David Lukes: Yes. Good morning, Linda. It’s David. I think Conor did a pretty good job, I think of summarizing it before. There’s a long history of discounters taking locations, very large national change discounters, Ross, Burlington, TJX concepts. But in the last couple of years what we’ve also seen is new concepts, many of which are sponsored by those investment grade companies. TJX certainly has sponsored a couple of new concepts, same as with exporting goods, same with Dollar General. So we’ve seen new concepts that are IG rated that have started to become very active in the space. And then on top of that, we’ve seen more regional chains that I have really good balance sheets that are anything from home furnishings to furniture to entertainment.
So the variety is pretty wide. I mean, if you think about the number of anchor leases we’ve done in the last couple of years, and the percentage of those that are new concepts or individual concepts, it’s pretty high.
Linda Tsai: Thanks. And then would you expect to split those boxes and would that require more CapEx.
David Lukes: At this point, I don’t believe so. I mean, the size of the Bed Bath that we’re getting back, it looks to us like the demand is a single tenant backfill. And that’s – so I think in our prepared remarks, we mentioned out of those 17 locations, 16 of them appear to be single tenant backfills, and we feel pretty strongly about that at this point. The last one that makes up a 17 is really a redevelopment project in DC Metro where we expect to be using entitlements to get more densification and we’ll likely split that land and sell off a piece.
Linda Tsai: Thanks.
David Lukes: Thanks, Linda.
Operator: Our next question will be a follow-up from Haendel St. Juste with Mizuho. You may now go ahead.
Haendel St. Juste: Hey there. Thank you. Just one more, Conor, maybe. I understand the timing of the bad debt is one of the factors you’ve highlighted as a swing factor, but can you talk a bit about the expected cadence for the same-store NOI growth this year, the low 2% at the midpoint? And as we look ahead, given your SNO related documentary visibility that the band you’re seeing, I’m curious what type of ballpark same for NOI growth that implied for next year. I think many of us have thought about this as a long-term, 2% to 2.5% same-store NOI business. I’m curious if you guys think you can top that long-term average next year. Thanks.
Conor Fennerty: Hey, Haendel, can you repeat the first half of the question? Sorry, I just missed that piece.
Haendel St. Juste: Sure, sure. I was hoping to get some color on the cadence for the same-store NOI guide that you’ve laid out this year. Understanding again, that bad debt was one of the factors you’ve outlined as a swing factor, but just wanted to get a sense of the cadence for this.

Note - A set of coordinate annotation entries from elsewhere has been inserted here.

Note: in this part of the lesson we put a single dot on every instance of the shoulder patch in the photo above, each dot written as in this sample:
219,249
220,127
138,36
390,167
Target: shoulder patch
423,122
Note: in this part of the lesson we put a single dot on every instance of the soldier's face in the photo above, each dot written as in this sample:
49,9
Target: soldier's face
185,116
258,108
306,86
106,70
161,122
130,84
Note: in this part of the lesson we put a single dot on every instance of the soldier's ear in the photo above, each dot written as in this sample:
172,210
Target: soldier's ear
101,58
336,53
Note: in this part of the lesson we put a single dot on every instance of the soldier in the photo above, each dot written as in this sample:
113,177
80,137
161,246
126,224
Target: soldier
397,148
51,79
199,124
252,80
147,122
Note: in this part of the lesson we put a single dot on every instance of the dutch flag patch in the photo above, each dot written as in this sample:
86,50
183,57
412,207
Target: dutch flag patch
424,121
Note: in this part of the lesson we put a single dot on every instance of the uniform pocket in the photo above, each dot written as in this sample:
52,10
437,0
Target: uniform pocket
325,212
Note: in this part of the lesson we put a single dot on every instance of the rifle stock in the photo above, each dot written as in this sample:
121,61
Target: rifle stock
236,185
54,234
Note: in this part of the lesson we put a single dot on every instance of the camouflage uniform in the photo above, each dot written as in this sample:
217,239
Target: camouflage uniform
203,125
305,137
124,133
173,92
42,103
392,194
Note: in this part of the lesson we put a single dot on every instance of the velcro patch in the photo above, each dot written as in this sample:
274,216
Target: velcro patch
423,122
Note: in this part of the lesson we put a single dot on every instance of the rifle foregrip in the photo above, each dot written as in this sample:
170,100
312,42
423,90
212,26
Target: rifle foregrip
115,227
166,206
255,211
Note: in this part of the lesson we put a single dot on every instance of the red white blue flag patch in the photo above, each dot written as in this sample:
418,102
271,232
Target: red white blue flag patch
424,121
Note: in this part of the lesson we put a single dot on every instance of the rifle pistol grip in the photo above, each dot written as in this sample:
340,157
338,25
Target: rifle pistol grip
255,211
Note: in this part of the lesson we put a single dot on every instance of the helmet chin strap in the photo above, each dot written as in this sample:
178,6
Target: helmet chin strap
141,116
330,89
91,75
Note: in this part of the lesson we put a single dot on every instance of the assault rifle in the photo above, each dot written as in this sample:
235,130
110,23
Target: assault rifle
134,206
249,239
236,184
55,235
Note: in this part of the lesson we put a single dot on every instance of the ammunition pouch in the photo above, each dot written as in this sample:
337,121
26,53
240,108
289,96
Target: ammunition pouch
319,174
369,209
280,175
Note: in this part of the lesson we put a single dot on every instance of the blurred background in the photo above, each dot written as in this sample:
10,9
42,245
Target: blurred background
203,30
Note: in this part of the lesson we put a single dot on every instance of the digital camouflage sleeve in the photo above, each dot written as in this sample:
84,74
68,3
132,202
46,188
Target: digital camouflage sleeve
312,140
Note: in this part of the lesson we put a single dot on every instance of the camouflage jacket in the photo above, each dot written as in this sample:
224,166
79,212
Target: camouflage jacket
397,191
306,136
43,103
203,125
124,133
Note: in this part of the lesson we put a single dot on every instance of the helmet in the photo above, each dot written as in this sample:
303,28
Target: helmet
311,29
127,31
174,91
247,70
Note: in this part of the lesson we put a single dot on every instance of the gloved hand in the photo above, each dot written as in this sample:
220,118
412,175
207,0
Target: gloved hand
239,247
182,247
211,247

Conor Fennerty: Sure. So there’s two major factors and you hit one of them on the head in terms of the SNO pipeline and the commencement dates. And so Page 6 on our slides has that laid out by quarter, and you can see it’s a cumulative chart. The fourth quarter is the most impactful, as I talked about, I think it’s on Mike’s question. Typically, you just have for the law of the national anchors a fall – a spring or fall and in this particular year’s, quite a few fall openings. So it is back half weighted from a commencements perspective. And then the other piece is occupancy and what happens with bankruptcies, Bed Bath, depending on Todd and Mike’s questions, when they reject these leases, when they ultimately move out, it feels like the third quarter could be your trough from an occupancy based rent perspective and then you kind of accelerate from there as rents commence.
To your question on future years, future growth, look, we’ll save that for 2024. I would just say as an industry in general, you have a setup just given what’s going on with rent growth and the occupancy upside, given these historically high SNO pipelines for an above trend same-store NOI outlook. Now, let’s see what happens to the economy. Obviously a hard landing, soft landing, we don’t know, but you do have the ingredients between a lack of supply and I would call outsized SNO pipelines for the industry to do above 2%, above 2.5% for a number of years. And then I would say just kind of augmenting that or further accelerating that given I would say the accretion from our tactical redevelopment pipeline, you could further add to that.
So I would just tell you we’re very macro aware. We’re trying to be sensitive to the uncertainties we’re seeing in the environment, but you do have the ingredients from potentially outsized same-store for the sector for a couple years now. And we’ll see what happens with the economy.
Haendel St. Juste: Appreciate the color. Thank you.
Conor Fennerty: You’re welcome.
Operator: This concludes our question-and-answer session. I would like to turn the conference back over to David Lukes for any closing remarks.
David Lukes: Thank you all for joining. We’ll talk to you next quarter.
Operator: The conference is now concluded. Thank you for attending today’s presentation. You may now disconnect.